Avant de diriger la création mondiale de la soirée, François-Xavier Roth prend le micro pour rappeler que le compositeur Alex Nante a gagné en 2022 le prix Pisar, du nom de Judith Pisar, présente dans la salle et grand soutien à la création contemporaine… ainsi que pour prévenir d'une Jodie Devos présente mais limitée dans ses moyens vocaux.
D'un style américain évident – on pense à Barber ou Copland plus qu'à Ives cité par l'artiste -, A Subtle Chain – Five songs after Ralph Waldo Emerson permet tout de même de profiter du beau haut-médium de la soprano belge, dont seul les aigus les plus hauts détimbrent parfois. À son habitude en revanche, les consonnes sont noyées et fluidifiées dans la ligne mélodique, d'où jamais les mots des textes d'Emerson ne ressortent précisément. Très calmes, les cinq chants utilisent à l'orchestre un matériau sombre bien que relativement coloré grâce au glockenspiel, au vibraphone et aux cloches, dans une sorte de transcendance toujours douce, également portée par la partie vocale, elle aussi très similaires à celles des compositeurs référents aux États-Unis le siècle passé. Le résultat en ressort très agréable autant que bien réalisé, à défaut de faire entendre ce qu'il pourrait y avoir de neuf ou apporter par rapport aux pièces des années 1950, ni encore moins justifier ce que cette œuvre vient faire dans un programme autour de la figure révolutionnaire de Schoenberg.
Ensuite, le Kammerkonzert de Berg permet au chef de reprendre le micro pendant un changement de plateau où le piano et un pupitre sont amenés sur la scène face à treize chaises pour y placer les vents. Renaud Capuçon se montre aussi passionnant dans sa partie du Concerto de Chambre que dans le Concerto « à la Mémoire d'un ange » du même compositeur. Car si ce style toujours en recherche de lumière et de beau son peut moins convenir aux aspérités de Schoenberg ou de certaines pièces modernes, il apporte une fluidité et un romantisme classique toujours parfaitement en harmonie avec les partitions de Berg. Grâce à lui, toutes les parties concertantes violon-piano, violon-vents ou d'ensemble gagnent une ampleur que le piano seul, désavantagé par son emplacement et une sonorité légèrement en retrait, ne développe pas autant. Jean-Efflam Bavouzet reste cependant en accord avec les attentes de Roth dès sa présentation de cet hommage à Schoenberg avec les notes SCHBEG (mi bémol, do, si, si bémol, mi, sol) au clavier, citées encore en conclusion, tandis que des vents se démarquent mieux la première flûte et le premier cor qu'un cor anglais aux couleurs trop similaires au hautbois, ou surtout qu'une trompette en limite de justesse dans plusieurs interventions, quelle soit ou non bouchée.
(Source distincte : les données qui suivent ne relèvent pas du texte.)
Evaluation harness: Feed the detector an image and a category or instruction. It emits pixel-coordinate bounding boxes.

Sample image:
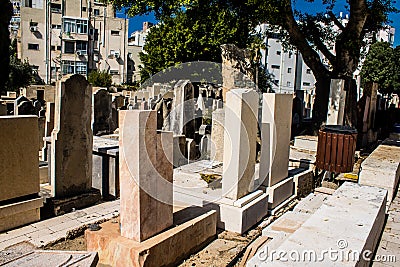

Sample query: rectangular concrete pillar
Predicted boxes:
[50,75,93,198]
[119,110,173,242]
[0,116,43,232]
[260,93,293,187]
[326,79,346,125]
[210,108,225,162]
[222,89,259,200]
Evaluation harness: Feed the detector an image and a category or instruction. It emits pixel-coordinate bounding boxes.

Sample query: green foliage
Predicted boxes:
[5,39,34,91]
[360,42,400,93]
[140,3,250,80]
[0,0,13,93]
[88,70,112,88]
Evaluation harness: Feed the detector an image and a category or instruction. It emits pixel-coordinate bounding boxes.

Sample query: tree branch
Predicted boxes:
[328,11,345,31]
[280,0,330,80]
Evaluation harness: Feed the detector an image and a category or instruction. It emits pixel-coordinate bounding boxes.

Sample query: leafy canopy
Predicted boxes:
[5,39,34,91]
[360,42,400,93]
[140,1,250,80]
[88,70,112,88]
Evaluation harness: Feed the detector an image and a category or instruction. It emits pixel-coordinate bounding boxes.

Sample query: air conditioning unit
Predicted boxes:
[76,50,87,56]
En seconde partie, la direction du Pelleas und Melisande est très intéressante dans son approche du Lento initial, puis sans doute pas tout à fait assez joueuse dans les parties très viennoises, dont l'ensemble sur instruments de l'époque de la création (1905) ne permet pas de retrouver les effets de masse entendus depuis dans les grandes références de la deuxième moitié du 20ème siècle. Si encore le Langsam (VI) puis Sehr Langsam (VIII) parvenaient malgré tout à trouver une vraie profondeur, pourrait-on laisser de côté certaines parties trop peu tendues -la fin du Sehr Rasch (IV)-, mais cette lecture finalement trop peu narrative, malgré une indéniable culture du répertoire moderne, fait perdre au fur-et-à mesure le fil discursif du poème symphonique d'après la pièce éponyme de Maeterlinck. À cela s'ajoute que si les cordent ravissent par leur fluidité, les timbres de certains bois sont, de même que ceux de certains cuivres, souvent trop acides pour parvenir à toujours maintenir l'atmosphère de limbes recherchée par la partition. Au moins peut-on louer les interprètes pour ce programme, d'où ressort toutefois l'interprétation du Concerto d'Alban Berg.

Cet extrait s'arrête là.